The new Investment Control Act

Investment Control Act ("ICA")

The Austrian Federal Ministry for Digital and Economic Affairs has released the draft of the new Investment Control Act ("Investitionskontrollgesetz") ("ICA") for evaluation. The draft will likely undergo changes throughout the legislative process.

Extension of sectors under scrutiny

The ICA substantially expands the list of examples critical sectors that can pose a threat to public security or order. The list in the ICA’s Annex 1 includes inter alia critical infrastructures, energy, information technology, traffic and transport, health, food, telecommunication, data processing and storage, defence, constitutionally protected institutions, finances, R&D facilities, cyber security, quantum and nuclear technologies, nanotechnology, biotechnology, security of supply of critical resources, supply of medicine, vaccines, medical devices and personal protective equipment including related R&D, access to sensitive information including personal data and freedom and plurality of media ("Annex 1 sectors"). The ICA’s Annex 2 contains a second list of highly critical sectors which includes defence goods and technologies, administration of critical energy and digital infrastructure (especially 5G), water, administration of systems that assure the data sovereignty of the Republic of Austria and R&D related to pharmaceuticals, vaccines, medical products and personal protective gear ("Annex 2 sectors").

Lower minimum thresholds

The ICA lowers the thresholds for FDI screening. Acquisitions of shareholdings of more than 10% in Annex 2 sector companies and acquisitions of shareholdings of more than 25% in Annex 1 sector companies may qualify for scrutiny.

"Foreign" investments

FDI screening is limited to foreign investments. An investment is "foreign" if the investor has its seat or headquarter outside of the EU, EEA or Switzerland or, in the case of a natural person, is not an EU, EEA or Swiss citizen. The assessment relies on the nationality of the ultimately controlling shareholder.

Notification obligation for Austrian target

The ICA obliges the acquirer to notify the intended transaction to the Austrian government ("Government") immediately after the signing of the agreement or, in the case of a public bid, prior to the publication of the decision to submit a binding offer. The Government will inform the target about the notification. If the target becomes aware that it is subject to a notifiable transaction and has not been informed in the way described above that the transaction has been notified, the target is obliged to notify the transaction immediately after having received knowledge of the transaction.

Review periods

Upon receipt of the notification, the Government has to immediately inform the EU Commission about the transaction. The EU Commission and EU Member States then have 35 calendar days to on comment on the transaction. If additional information is submitted, EU Commission and Member States have to submit their comments within 20 calendar days following the submission of the additional information. EU Commission statements submitted within five calendar days after the expiry of the above-mentioned deadlines will be considered to have arrived prior to the expiry of the deadline. Within a month following the expiry of the period of comments from EU Member States and EU Commission, the Government has to either clear the transaction or start an in-depth investigation. The opening of an in-depth investigation triggers a further two-month (Phase 2) review period.
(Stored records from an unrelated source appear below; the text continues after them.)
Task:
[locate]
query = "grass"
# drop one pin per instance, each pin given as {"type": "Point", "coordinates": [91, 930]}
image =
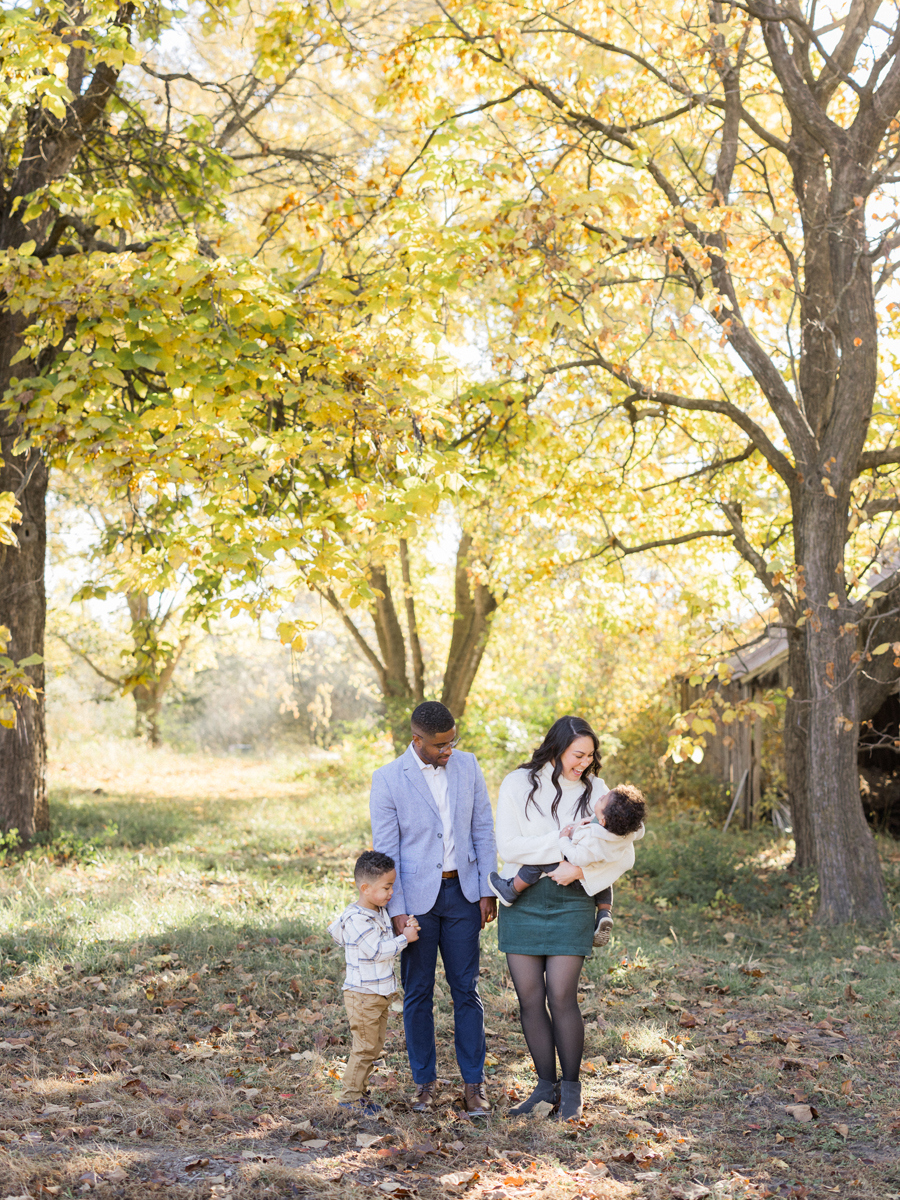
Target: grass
{"type": "Point", "coordinates": [171, 1015]}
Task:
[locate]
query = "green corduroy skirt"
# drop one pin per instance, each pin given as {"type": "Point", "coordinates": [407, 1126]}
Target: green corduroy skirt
{"type": "Point", "coordinates": [549, 919]}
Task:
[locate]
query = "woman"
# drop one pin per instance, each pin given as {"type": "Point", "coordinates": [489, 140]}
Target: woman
{"type": "Point", "coordinates": [547, 933]}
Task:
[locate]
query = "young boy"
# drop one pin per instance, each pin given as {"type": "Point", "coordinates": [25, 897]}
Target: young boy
{"type": "Point", "coordinates": [607, 838]}
{"type": "Point", "coordinates": [365, 931]}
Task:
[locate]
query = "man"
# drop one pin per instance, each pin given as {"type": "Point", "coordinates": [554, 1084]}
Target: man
{"type": "Point", "coordinates": [431, 814]}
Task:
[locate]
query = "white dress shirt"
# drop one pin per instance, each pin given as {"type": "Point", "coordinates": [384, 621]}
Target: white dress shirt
{"type": "Point", "coordinates": [436, 779]}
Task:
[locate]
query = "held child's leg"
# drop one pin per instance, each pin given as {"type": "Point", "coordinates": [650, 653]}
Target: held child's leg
{"type": "Point", "coordinates": [509, 891]}
{"type": "Point", "coordinates": [369, 1021]}
{"type": "Point", "coordinates": [603, 922]}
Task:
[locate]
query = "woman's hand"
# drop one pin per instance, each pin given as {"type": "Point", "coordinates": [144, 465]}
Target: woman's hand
{"type": "Point", "coordinates": [567, 874]}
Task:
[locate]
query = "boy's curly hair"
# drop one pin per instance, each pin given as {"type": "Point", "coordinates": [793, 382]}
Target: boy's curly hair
{"type": "Point", "coordinates": [371, 865]}
{"type": "Point", "coordinates": [625, 810]}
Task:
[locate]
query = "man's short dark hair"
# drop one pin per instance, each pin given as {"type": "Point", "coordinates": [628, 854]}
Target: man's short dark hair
{"type": "Point", "coordinates": [625, 810]}
{"type": "Point", "coordinates": [432, 718]}
{"type": "Point", "coordinates": [371, 865]}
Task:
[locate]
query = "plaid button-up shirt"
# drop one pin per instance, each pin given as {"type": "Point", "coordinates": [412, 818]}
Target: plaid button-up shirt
{"type": "Point", "coordinates": [370, 948]}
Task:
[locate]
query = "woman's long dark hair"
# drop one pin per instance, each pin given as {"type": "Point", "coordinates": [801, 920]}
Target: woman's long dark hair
{"type": "Point", "coordinates": [557, 739]}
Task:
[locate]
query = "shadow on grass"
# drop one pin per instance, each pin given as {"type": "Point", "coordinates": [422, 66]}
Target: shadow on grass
{"type": "Point", "coordinates": [222, 834]}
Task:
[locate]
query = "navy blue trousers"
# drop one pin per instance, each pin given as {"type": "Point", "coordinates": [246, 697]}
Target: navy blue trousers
{"type": "Point", "coordinates": [453, 927]}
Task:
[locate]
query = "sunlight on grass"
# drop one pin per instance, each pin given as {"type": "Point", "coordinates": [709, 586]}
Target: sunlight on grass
{"type": "Point", "coordinates": [181, 909]}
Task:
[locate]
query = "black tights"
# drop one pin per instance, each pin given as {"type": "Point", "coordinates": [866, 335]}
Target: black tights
{"type": "Point", "coordinates": [547, 988]}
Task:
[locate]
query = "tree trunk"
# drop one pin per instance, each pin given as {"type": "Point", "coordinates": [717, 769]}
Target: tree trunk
{"type": "Point", "coordinates": [472, 624]}
{"type": "Point", "coordinates": [850, 881]}
{"type": "Point", "coordinates": [23, 609]}
{"type": "Point", "coordinates": [394, 679]}
{"type": "Point", "coordinates": [796, 738]}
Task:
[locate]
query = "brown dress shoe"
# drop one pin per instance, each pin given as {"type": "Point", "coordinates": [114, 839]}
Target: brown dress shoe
{"type": "Point", "coordinates": [424, 1097]}
{"type": "Point", "coordinates": [475, 1099]}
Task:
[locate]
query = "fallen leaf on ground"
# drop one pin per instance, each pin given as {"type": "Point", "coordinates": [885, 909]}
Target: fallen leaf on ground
{"type": "Point", "coordinates": [457, 1181]}
{"type": "Point", "coordinates": [594, 1170]}
{"type": "Point", "coordinates": [802, 1113]}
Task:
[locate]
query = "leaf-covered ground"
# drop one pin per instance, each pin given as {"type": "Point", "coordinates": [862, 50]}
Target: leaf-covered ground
{"type": "Point", "coordinates": [171, 1018]}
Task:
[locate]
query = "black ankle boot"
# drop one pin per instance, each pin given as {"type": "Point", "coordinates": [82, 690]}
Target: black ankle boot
{"type": "Point", "coordinates": [545, 1092]}
{"type": "Point", "coordinates": [569, 1101]}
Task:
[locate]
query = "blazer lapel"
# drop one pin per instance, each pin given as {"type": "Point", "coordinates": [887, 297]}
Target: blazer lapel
{"type": "Point", "coordinates": [414, 774]}
{"type": "Point", "coordinates": [453, 789]}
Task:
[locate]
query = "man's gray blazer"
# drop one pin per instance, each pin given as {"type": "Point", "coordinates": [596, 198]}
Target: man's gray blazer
{"type": "Point", "coordinates": [406, 825]}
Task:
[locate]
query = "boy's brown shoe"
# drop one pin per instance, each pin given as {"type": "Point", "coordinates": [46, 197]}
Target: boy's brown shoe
{"type": "Point", "coordinates": [424, 1097]}
{"type": "Point", "coordinates": [475, 1099]}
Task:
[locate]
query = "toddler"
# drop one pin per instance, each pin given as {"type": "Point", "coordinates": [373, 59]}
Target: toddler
{"type": "Point", "coordinates": [370, 947]}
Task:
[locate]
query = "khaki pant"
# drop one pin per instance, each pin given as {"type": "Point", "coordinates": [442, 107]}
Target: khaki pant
{"type": "Point", "coordinates": [369, 1025]}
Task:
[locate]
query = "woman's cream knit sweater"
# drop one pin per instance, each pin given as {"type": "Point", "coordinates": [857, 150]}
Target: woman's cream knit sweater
{"type": "Point", "coordinates": [535, 839]}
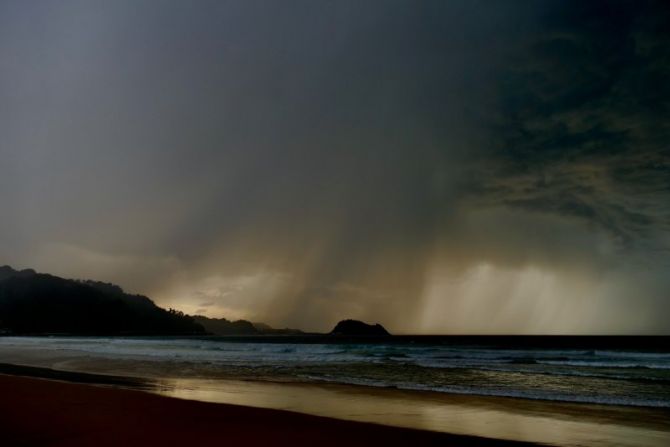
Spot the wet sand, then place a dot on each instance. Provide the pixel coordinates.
(434, 414)
(42, 412)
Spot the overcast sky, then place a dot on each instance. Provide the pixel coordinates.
(438, 167)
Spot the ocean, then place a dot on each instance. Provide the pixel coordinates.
(623, 371)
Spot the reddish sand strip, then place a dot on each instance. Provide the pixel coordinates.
(37, 412)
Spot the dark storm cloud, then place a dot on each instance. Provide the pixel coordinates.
(301, 162)
(585, 121)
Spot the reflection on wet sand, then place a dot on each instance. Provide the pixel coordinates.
(502, 418)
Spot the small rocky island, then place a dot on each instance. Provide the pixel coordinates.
(358, 328)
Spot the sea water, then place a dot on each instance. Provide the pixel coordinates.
(607, 374)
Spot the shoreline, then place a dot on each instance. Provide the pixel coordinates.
(481, 417)
(52, 412)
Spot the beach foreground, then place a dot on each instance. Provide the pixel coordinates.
(37, 412)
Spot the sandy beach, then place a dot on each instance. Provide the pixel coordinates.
(41, 412)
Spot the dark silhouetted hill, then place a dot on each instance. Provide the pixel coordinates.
(266, 329)
(221, 326)
(358, 328)
(35, 303)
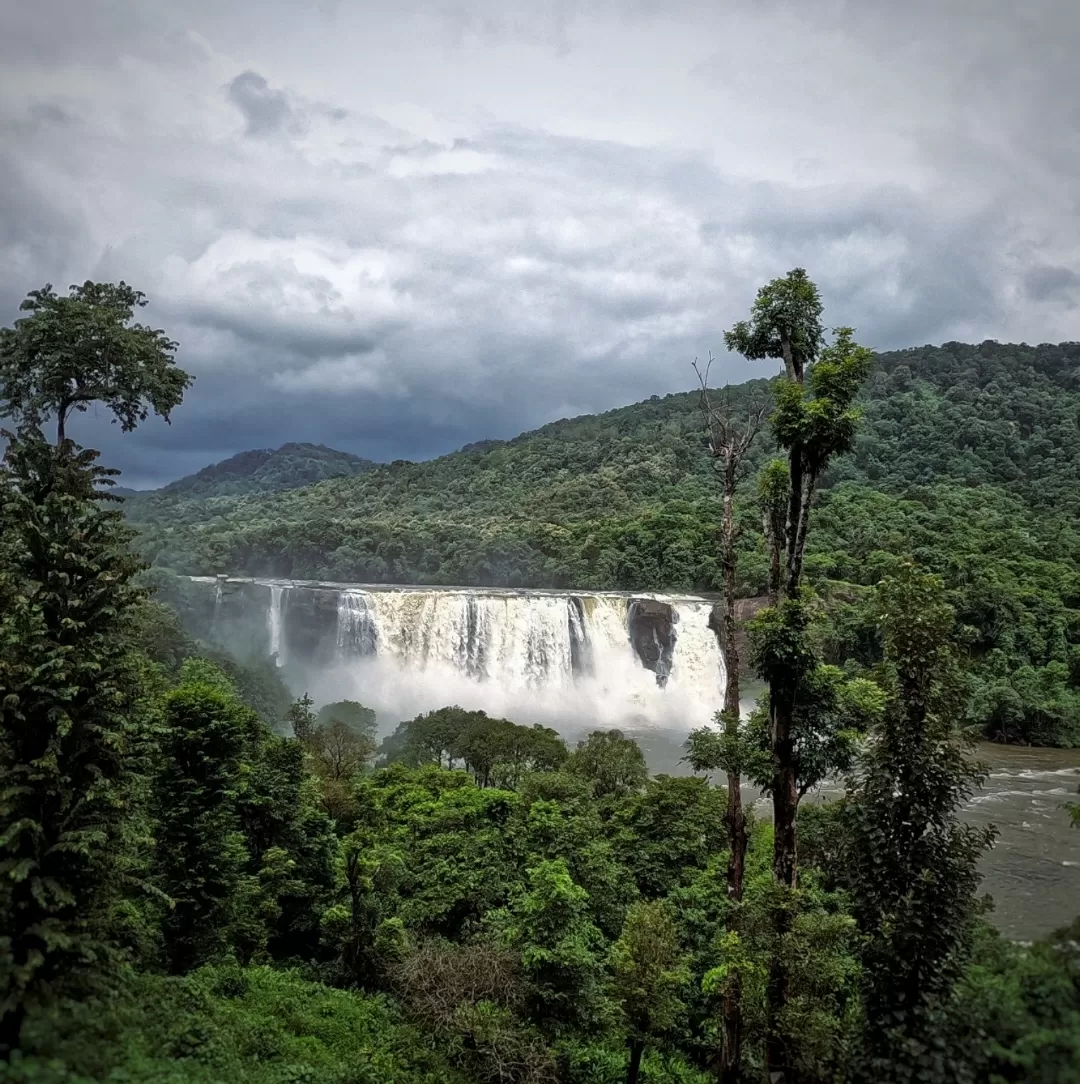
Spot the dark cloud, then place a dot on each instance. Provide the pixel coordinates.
(396, 228)
(265, 111)
(1046, 283)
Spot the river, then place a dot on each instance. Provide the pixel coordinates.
(1033, 869)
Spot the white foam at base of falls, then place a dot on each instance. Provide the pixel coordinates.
(409, 650)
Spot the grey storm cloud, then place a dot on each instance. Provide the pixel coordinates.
(265, 110)
(397, 228)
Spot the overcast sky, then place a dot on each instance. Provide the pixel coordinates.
(396, 227)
From this result the following review periods:

Phase 1: up to approx. 2 months.

Phase 2: another 2 months.

Stand-still obligation

The ICA provides for a prohibition to implement the transaction prior to clearance or expiry of the review periods due to inactivity.

Application to ongoing transactions

The ICA’s wording is unclear on which ongoing transactions will be covered by the new regulation. It provides that any transaction signed after the ICA’s entry into force will be subject to the new rules, whereas transactions that have been “realised” prior to the ICA’s entry into force will be covered by the previous regulation. This seems to indicate that transactions that have been signed prior to the entry into force of the new regulation but have not been closed are subject to the new regime. However, this will have to be clarified.

Threat to public security and order

Transactions will be assessed under the ICA for their ability to result in a threat to public security and order including crisis prevention and services to the public within the meaning of Art. 52 and 65 TFEU. The assessment will especially consider (i) whether the acquirer is (indirectly) controlled by the government, administrative bodies or armed forces of a "foreign" country, (ii) whether the acquirer or a natural person in a leading position at the acquirer is or has been involved in activities that negatively affect public security or order in another EU Member State, and (iii) whether a significant risk exists that the acquirer or a natural person in a leading position at the acquirer is or has been involved in illegal or criminal activities.


The ICA provides for imprisonment of up to one year for the implementation of a notifiable transaction without government approval, violation of conditions and obligations imposed in the approval decision as well as for the provision of false or incomplete information. The draft provides for imprisonment of up to three years for especially serious violations. Negligent violations may lead to imprisonment of up to six months or monetary fines.


Recent months have seen a tightening of FDI screening rules across the globe. The Austrian draft foresees severe sanctions for breach of the new rules. While the draft will likely undergo some changes prior to entering into force, companies and individuals are advised to carefully assess FDI screening requirements in the context of M&A transactions and to carefully monitor the legal landscape during the ongoing Covid-19 situation and beyond.